Com motivo das minhas viagens a África, fui a França, base de uma das duas linhas aéreas que fazem voos directos para a Costa do Marfim e o Congo, e estive lá algumas semanas. Em Paris, como bem podeis imaginar – recordando muito expressamente o nosso Padre e o queridíssimo D. Álvaro, – fomos rezar à Medalha Milagrosa, acompanhados, também aqui, por todas e por todos, como sempre, graças a Deus. E, mais uma vez, como sempre, pude comprovar como se está bem “em Casa”. Passei algumas semanas em Couvrelles, relembrando as passagens de S. Josemaria e do seu primeiro sucessor por esta casa de retiros. Uni-me às suas intenções, para que o Senhor continue a abençoar os trabalhos apostólicos naquela Região e em todas, porque precisamos de nos multiplicar por 500, pois de muitos novos países clamam por nós. Dou muitas graças ao Senhor por me ter encontrado com as vossas irmãs ou com os vossos irmãos franceses, insistindo no facto de que precisamos de muitos braços novos de toda a parte.

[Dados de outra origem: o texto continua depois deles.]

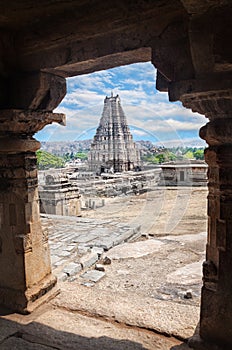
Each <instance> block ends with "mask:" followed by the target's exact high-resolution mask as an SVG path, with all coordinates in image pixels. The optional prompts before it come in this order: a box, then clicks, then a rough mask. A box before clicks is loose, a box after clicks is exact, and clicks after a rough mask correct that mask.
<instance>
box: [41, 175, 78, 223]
mask: <svg viewBox="0 0 232 350" xmlns="http://www.w3.org/2000/svg"><path fill="white" fill-rule="evenodd" d="M44 175H45V174H44ZM45 176H46V177H45V184H44V185H41V186H40V189H39V198H40V212H41V213H45V214H57V215H70V216H80V215H81V201H80V194H79V189H78V188H77V187H76V186H74V185H73V184H71V183H70V182H69V181H68V177H67V174H64V173H63V172H58V171H57V170H56V171H52V170H50V171H48V172H46V175H45Z"/></svg>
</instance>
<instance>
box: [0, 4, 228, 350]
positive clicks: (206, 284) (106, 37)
mask: <svg viewBox="0 0 232 350" xmlns="http://www.w3.org/2000/svg"><path fill="white" fill-rule="evenodd" d="M1 9H2V13H3V14H4V15H3V16H1V19H0V26H1V28H2V36H1V40H0V48H1V55H0V67H1V68H0V71H1V72H0V73H1V74H0V76H1V78H0V86H1V93H0V107H1V109H4V108H10V109H15V108H24V109H28V110H27V113H28V114H30V113H36V112H37V111H36V109H42V110H43V109H44V110H46V111H47V112H51V110H52V109H53V108H55V107H56V106H57V104H58V103H59V102H60V101H61V99H62V97H63V96H64V93H65V82H64V79H63V78H60V77H68V76H72V75H76V74H84V73H88V72H92V71H94V70H100V69H106V68H109V67H114V66H117V65H123V64H128V63H132V62H139V61H149V60H150V59H151V61H152V63H153V64H154V65H155V66H156V67H157V69H158V72H159V73H158V75H157V77H158V78H157V87H158V88H160V89H162V90H165V91H168V92H169V98H170V100H171V101H174V100H180V101H182V103H183V104H184V106H186V107H188V108H192V110H193V111H197V112H199V113H202V114H205V115H206V116H207V117H208V118H209V119H210V123H212V124H208V126H207V127H206V128H204V129H203V130H202V132H201V136H202V137H203V138H204V139H206V140H207V142H208V144H209V149H208V151H207V152H206V160H207V162H208V164H209V206H208V207H209V209H208V210H209V232H208V245H207V262H206V264H205V266H204V287H203V293H202V313H201V324H200V334H201V336H202V338H203V339H204V341H205V342H210V341H211V342H213V343H216V344H218V345H219V346H220V345H221V346H222V347H225V346H227V347H231V345H232V334H231V330H232V326H231V325H232V310H231V307H232V302H231V289H232V288H231V283H232V277H231V273H232V268H231V266H232V260H231V241H232V240H231V225H232V223H231V201H232V199H231V189H230V188H231V183H232V179H231V174H232V171H231V170H232V169H231V168H232V166H231V161H230V160H231V153H232V141H231V123H230V121H229V120H230V117H231V100H232V93H231V91H232V90H231V72H232V54H231V45H229V43H230V41H231V11H232V6H231V2H230V1H228V0H222V1H216V0H209V1H207V2H204V3H203V2H202V1H201V2H200V1H199V0H182V1H178V0H174V1H163V0H158V1H143V0H141V1H136V2H134V1H129V2H125V1H124V0H118V1H117V2H115V3H114V6H111V7H109V5H108V3H107V2H104V1H93V2H91V8H90V7H89V2H87V1H85V0H83V1H78V2H73V1H71V2H70V1H67V2H66V1H62V2H60V3H57V1H55V2H54V1H48V2H46V1H45V2H42V3H41V6H37V4H35V3H34V2H33V1H22V2H20V3H19V2H15V1H12V2H9V3H8V2H5V3H4V4H3V5H2V8H1ZM35 87H36V88H35ZM18 96H19V97H18ZM33 108H34V109H35V110H33ZM31 120H33V116H32V117H31ZM215 120H217V121H216V122H215ZM38 124H39V123H38ZM42 124H43V123H42ZM42 124H41V126H44V124H43V125H42ZM45 124H46V123H45ZM216 125H220V127H219V128H218V127H216ZM16 126H17V128H19V129H20V122H19V123H16ZM227 126H228V127H227ZM6 130H7V134H6V135H5V136H4V137H3V138H2V139H1V145H4V144H5V143H6V141H7V139H8V145H7V147H6V148H5V150H3V151H2V147H1V153H2V154H3V157H2V161H1V168H2V169H4V167H5V161H6V162H7V156H8V155H9V154H10V153H12V151H14V152H16V153H15V154H17V152H19V151H20V152H21V153H20V154H21V155H19V154H17V155H18V159H20V157H22V153H23V152H25V151H28V152H30V148H29V145H30V144H31V146H32V144H33V147H32V148H31V150H32V152H34V151H35V149H36V148H37V146H38V145H35V144H34V141H33V140H31V139H30V138H31V136H32V134H33V133H34V130H31V129H28V130H27V131H26V132H25V133H23V134H21V137H20V138H19V139H20V140H18V137H16V136H15V135H14V137H13V141H15V140H16V139H17V142H16V143H15V144H14V142H12V141H11V140H10V141H9V139H11V138H12V133H11V132H9V131H8V129H7V128H6ZM4 132H5V130H4V128H3V130H2V134H1V135H3V134H4ZM22 139H25V140H22ZM28 139H30V140H28ZM24 141H25V144H27V147H26V150H25V149H24V151H23V148H21V146H22V143H23V142H24ZM28 141H29V142H28ZM6 144H7V143H6ZM18 145H21V146H20V148H18ZM14 147H15V148H14ZM22 147H23V146H22ZM4 157H5V158H4ZM3 158H4V159H3ZM15 164H17V162H16V163H14V164H13V162H12V163H11V167H10V168H11V169H12V171H13V172H14V171H15V172H17V171H18V170H19V171H20V169H18V168H16V167H15ZM29 172H30V171H29ZM1 178H2V180H3V181H2V182H1V184H2V185H1V186H2V188H7V187H6V186H5V185H6V183H7V181H8V179H7V180H6V176H5V173H4V171H3V173H2V174H1ZM13 178H14V179H16V178H17V177H16V176H15V175H13ZM21 179H24V180H25V181H22V182H21V184H22V183H23V182H24V184H25V183H27V181H28V180H29V178H28V175H27V174H24V175H23V176H22V177H21ZM33 181H35V182H36V176H32V182H33ZM23 186H24V185H23ZM33 186H34V185H33V184H32V187H33ZM19 187H20V186H18V188H19ZM29 188H30V186H28V187H27V188H26V190H25V193H24V194H22V193H21V192H20V191H19V192H17V191H16V192H17V194H18V195H19V198H20V200H23V201H24V202H23V204H21V205H20V207H19V203H18V202H17V199H16V198H15V197H16V196H15V193H16V192H15V193H13V192H14V191H8V193H9V196H11V198H9V196H8V197H6V198H5V197H4V198H3V197H2V199H1V203H2V208H3V209H2V210H3V211H4V214H3V215H2V216H3V219H4V220H9V227H7V228H6V225H5V224H4V225H3V226H2V227H5V228H6V231H4V229H2V231H1V239H2V240H3V241H4V242H5V244H6V246H5V244H2V245H1V246H2V253H1V259H2V261H1V264H0V265H1V266H6V267H10V266H11V267H12V266H13V267H12V270H13V271H9V276H18V274H19V271H21V276H19V277H20V278H19V279H18V278H17V281H18V282H17V283H19V280H20V281H21V285H20V291H22V290H23V291H25V289H26V288H27V285H25V284H26V283H25V281H23V276H26V279H27V278H28V279H29V280H30V279H33V282H34V283H36V282H38V281H39V279H40V278H41V277H42V275H44V273H42V272H41V270H43V272H44V269H43V268H42V269H39V270H38V271H39V272H38V273H35V274H31V273H30V272H29V271H30V269H31V267H33V266H35V265H39V267H41V265H43V264H45V266H46V267H45V270H46V271H47V267H48V266H50V263H49V262H48V260H49V254H48V251H47V250H46V249H37V243H38V242H39V238H38V235H39V236H40V238H41V229H40V228H38V227H34V226H36V224H35V223H36V222H37V221H36V219H35V217H34V214H35V213H34V211H35V212H36V211H38V209H37V207H38V204H37V201H36V200H35V201H33V200H32V198H31V197H32V196H33V193H34V191H32V193H31V192H30V190H29ZM31 194H32V196H30V195H31ZM27 204H28V205H27ZM25 207H27V210H28V211H29V213H30V211H31V212H33V215H31V216H33V220H32V221H29V220H28V221H27V222H25ZM30 207H32V208H33V209H30ZM28 208H29V209H28ZM16 213H17V215H19V220H18V221H17V223H16V222H15V217H16V215H15V214H16ZM38 225H39V224H38ZM31 226H32V228H31ZM12 227H13V233H12V238H11V239H10V240H9V239H8V238H9V237H8V232H12V230H11V229H10V228H12ZM16 228H17V232H16ZM38 232H39V233H40V234H38ZM28 233H30V234H31V233H32V236H31V237H29V235H28ZM15 234H16V236H17V237H16V236H15ZM6 237H7V238H6ZM14 238H16V239H14ZM30 241H32V245H33V253H28V254H26V253H25V252H24V243H25V246H26V247H29V246H30ZM40 241H41V239H40ZM5 247H7V250H5ZM15 248H16V249H15ZM15 251H17V252H19V251H20V254H21V251H23V254H21V255H20V254H18V253H17V254H18V255H17V256H16V259H14V265H12V260H11V259H13V257H14V255H15ZM12 252H13V253H12ZM24 253H25V261H26V263H25V268H24V266H23V263H22V261H23V260H24V259H23V258H22V255H24ZM14 266H17V271H15V269H14ZM49 269H50V267H49V268H48V270H49ZM14 272H15V274H14ZM34 272H37V270H34ZM47 272H48V271H47ZM6 273H7V274H8V272H6ZM3 275H4V276H5V272H4V271H3ZM38 275H39V276H38ZM4 278H5V277H4ZM37 278H38V279H37ZM2 282H3V283H2ZM1 285H3V286H4V287H6V288H7V287H8V284H7V281H6V278H5V280H4V281H1ZM10 287H12V286H10ZM14 287H15V286H14ZM5 290H6V289H5ZM43 292H44V291H43ZM6 294H7V296H6V298H5V300H2V302H4V303H7V302H9V299H12V300H11V301H10V303H12V301H13V300H14V302H13V303H14V305H15V306H16V302H15V297H12V295H11V296H10V293H8V291H7V293H5V295H6ZM23 294H24V292H23ZM24 298H25V295H23V299H24ZM16 299H17V298H16ZM20 304H21V305H22V302H21V301H20Z"/></svg>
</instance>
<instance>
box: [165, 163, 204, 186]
mask: <svg viewBox="0 0 232 350" xmlns="http://www.w3.org/2000/svg"><path fill="white" fill-rule="evenodd" d="M159 166H160V167H161V169H162V174H161V179H160V185H164V186H206V185H207V170H208V166H207V164H206V163H205V162H204V161H199V160H198V161H197V160H189V161H188V162H169V163H163V164H160V165H159Z"/></svg>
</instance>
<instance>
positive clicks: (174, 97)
mask: <svg viewBox="0 0 232 350" xmlns="http://www.w3.org/2000/svg"><path fill="white" fill-rule="evenodd" d="M231 81H232V74H231V73H215V74H211V75H208V76H203V77H202V78H200V77H199V78H198V79H189V80H182V81H176V82H171V83H169V100H170V101H171V102H174V101H178V100H181V101H182V100H183V99H190V98H191V99H194V100H197V99H198V98H199V97H200V98H202V97H204V96H205V98H208V99H211V98H213V97H214V96H218V95H220V94H221V95H223V96H225V95H228V96H230V97H231V96H232V84H231ZM187 107H188V106H187Z"/></svg>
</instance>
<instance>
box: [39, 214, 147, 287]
mask: <svg viewBox="0 0 232 350" xmlns="http://www.w3.org/2000/svg"><path fill="white" fill-rule="evenodd" d="M41 219H42V225H43V229H45V230H48V232H49V245H50V250H51V260H52V269H53V273H54V274H55V275H56V276H57V277H58V279H61V280H62V281H65V280H66V279H70V280H73V278H75V276H76V275H77V274H78V273H80V272H81V271H82V270H85V269H86V268H88V267H91V266H92V265H93V264H95V263H96V262H97V261H98V259H99V258H100V256H101V255H102V253H103V252H104V251H108V250H109V249H110V248H112V247H114V246H116V245H118V244H120V243H123V242H129V241H131V240H134V239H136V238H138V237H139V236H140V235H141V231H140V225H132V224H126V223H121V222H116V221H114V220H110V219H106V220H99V219H90V218H81V217H72V216H59V215H48V214H42V215H41ZM96 273H97V272H96Z"/></svg>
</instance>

Estamos quase a começar o trabalho apostólico no Sri Lanka: não sentis a ânsia de colaborar, cada uma e cada um a partir do seu lugar, nesta sementeira de paz e de alegria por todo o mundo?

Com todo o afecto, abençoa-vos

o vosso Padre

+ Javier

Pamplona, 1 de Setembro de 2011

[1] Missal Romano, Oração eucarística I.

[2] Bento XVI, Discurso na Audiência geral, 18-V-2011.

[3] S. Josemaria, Amigos de Deus , n. 172.

[4] S. Josemaria, Sulco , n. 672.

[5] Cfr. 2 Cr 20, 7; Is 41, 8; Dn 3, 35.

[6] Jo 15, 15.

[7] Gn 18, 17-18.

[8] Bento XVI, Discurso na Audiência geral, 18-V-2011.

[9] Gn 18, 23-25.

[10] Gn 18, 32.

[11] Bento XVI, Discurso na Audiência geral, 18-V-2011.

[12] 2 Sm 7, 9.

[13] 2 Sm 7, 12.16.

[14] S. Josemaria, Apontamentos íntimos , n. 273 (8-IX-1931). Cfr. A. Vázquez de Prada, O Fundador do Opus Dei , vol. I, pp. 351-352.

[15] Bento XVI, Discurso na Audiência geral, 18-V-2011.

[16] Bento XVI, Discurso na Audiência geral, 18-V-2011.

[17] Jr 5, 1.

[18] Heb 7, 25.

[19] Bento XVI, Discurso na Audiência geral, 18-V-2011.

[20] Cfr. Act 12, 1-19.

[21] S. Josemaria, Notas de uma Meditação, 24-VI-1937.